No objection, timely or otherwise, was made to the trial court. Defense counsel has cited no reported Arizona case which has held that a defendant is entitled to reversal of a criminal conviction for violation of Rule 8.2(a) when no objection was made until after trial and conviction. Guerrero has waived this objection.
HINSON RULE
In Hinson v. Coulter, 150 Ariz. 306, 723 P.2d 655 (1986), the supreme court disapproved the widespread prosecutorial abuse of dismissing charges against DUI defendants then refiling those charges at a later date in order to circumvent Rule 8.2(a). In Hinson, the defendant’s .trial dates for multiple DUI’s were well in excess of one year after his arrests. Hinson timely moved to dismiss the pending DUI charges prior to trial. In Hinson, the supreme court ruled that DUI defendants must be tried within 150 days of arrest regardless of whether prosecutors dismiss and refile charges during that interim. The supreme court observed that this rule would both insure the rapid removal of drunk drivers from the highways and protect the right of DUI defendants to timely resolution of pending charges.

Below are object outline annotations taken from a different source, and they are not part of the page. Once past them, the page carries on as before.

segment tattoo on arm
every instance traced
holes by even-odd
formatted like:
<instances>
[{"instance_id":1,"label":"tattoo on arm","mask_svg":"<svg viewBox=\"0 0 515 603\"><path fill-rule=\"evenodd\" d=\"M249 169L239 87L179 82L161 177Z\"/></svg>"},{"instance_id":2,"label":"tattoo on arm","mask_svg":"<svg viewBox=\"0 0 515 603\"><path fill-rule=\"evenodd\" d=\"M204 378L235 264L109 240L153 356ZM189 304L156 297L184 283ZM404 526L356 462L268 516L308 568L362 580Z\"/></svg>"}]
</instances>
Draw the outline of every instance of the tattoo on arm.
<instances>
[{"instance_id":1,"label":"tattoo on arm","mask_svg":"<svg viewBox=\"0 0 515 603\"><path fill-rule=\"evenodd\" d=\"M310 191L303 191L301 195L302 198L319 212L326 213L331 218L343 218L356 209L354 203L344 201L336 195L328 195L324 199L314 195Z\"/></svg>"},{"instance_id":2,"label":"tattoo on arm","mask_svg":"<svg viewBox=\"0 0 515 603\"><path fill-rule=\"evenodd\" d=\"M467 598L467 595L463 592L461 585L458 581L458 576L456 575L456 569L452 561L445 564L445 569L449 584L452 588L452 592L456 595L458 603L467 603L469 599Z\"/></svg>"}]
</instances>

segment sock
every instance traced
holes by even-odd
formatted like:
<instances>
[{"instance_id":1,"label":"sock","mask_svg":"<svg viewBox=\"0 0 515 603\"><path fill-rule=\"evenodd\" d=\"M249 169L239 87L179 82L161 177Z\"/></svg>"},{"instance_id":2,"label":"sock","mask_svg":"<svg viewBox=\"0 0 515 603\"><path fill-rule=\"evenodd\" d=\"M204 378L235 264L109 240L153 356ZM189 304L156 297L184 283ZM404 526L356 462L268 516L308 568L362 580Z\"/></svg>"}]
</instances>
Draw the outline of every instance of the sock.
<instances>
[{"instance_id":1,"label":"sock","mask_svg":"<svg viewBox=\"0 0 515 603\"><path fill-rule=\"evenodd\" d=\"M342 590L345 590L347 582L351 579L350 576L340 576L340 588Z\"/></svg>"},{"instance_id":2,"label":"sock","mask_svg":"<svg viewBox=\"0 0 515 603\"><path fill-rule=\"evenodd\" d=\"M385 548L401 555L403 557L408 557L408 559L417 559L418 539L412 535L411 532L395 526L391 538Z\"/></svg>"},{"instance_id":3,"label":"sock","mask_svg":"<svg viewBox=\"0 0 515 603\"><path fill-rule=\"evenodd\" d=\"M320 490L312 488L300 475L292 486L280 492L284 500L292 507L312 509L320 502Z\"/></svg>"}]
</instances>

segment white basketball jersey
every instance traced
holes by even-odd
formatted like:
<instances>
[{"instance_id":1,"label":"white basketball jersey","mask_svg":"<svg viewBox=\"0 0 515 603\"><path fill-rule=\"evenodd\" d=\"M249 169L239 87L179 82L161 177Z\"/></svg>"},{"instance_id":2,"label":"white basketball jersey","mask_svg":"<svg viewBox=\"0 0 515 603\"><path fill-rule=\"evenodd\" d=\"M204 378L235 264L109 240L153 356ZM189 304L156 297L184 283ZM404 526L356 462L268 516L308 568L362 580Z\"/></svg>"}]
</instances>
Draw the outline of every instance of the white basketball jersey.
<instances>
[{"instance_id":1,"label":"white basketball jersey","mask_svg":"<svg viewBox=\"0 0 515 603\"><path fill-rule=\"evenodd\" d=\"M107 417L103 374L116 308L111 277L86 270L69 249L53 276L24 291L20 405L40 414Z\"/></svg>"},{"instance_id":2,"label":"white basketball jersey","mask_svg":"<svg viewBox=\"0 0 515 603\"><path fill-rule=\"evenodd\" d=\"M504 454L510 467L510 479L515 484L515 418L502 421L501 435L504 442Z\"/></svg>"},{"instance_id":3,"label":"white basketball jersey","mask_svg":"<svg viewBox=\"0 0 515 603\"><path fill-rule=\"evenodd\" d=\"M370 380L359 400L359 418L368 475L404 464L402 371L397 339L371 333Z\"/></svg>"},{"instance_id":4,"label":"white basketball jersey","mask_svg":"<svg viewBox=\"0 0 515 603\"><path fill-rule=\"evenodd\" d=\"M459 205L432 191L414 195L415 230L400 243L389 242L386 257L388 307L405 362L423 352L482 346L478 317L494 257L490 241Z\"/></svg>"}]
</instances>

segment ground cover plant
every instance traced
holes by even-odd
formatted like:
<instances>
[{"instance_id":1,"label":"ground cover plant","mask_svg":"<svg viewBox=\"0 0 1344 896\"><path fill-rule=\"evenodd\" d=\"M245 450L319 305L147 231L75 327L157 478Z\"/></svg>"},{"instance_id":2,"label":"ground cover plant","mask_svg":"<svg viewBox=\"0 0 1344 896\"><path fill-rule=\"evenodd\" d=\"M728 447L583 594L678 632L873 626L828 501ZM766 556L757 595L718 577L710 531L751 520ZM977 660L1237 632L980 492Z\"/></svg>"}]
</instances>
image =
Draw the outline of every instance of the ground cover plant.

Hinson was not fashioned and should not be interpreted to penalize the public by releasing a drunk driver as a result of an uncontested arithmetical error by a court clerk in the setting of a trial date.
By failing to object until after he was tried and convicted, Guerrero waived his right under Hinson to be tried within 150 days of his arrest.
I would affirm the convictions.
. Rule 8.1(d), Ariz.R.Crim.P., 17 A.R.S., has been interpreted as not requiring a defense attorney to notify the trial court of the impending expiration of time within which a case must proceed to trial, at least when no intervening delays have occurred. State v. Tucker, 133 Ariz. 304, 308 n. 5, 651 P.2d 359, 363 n. 5 (1982). However, this appeal does not specifically involve a failure to advise but rather a failure to make timely objection.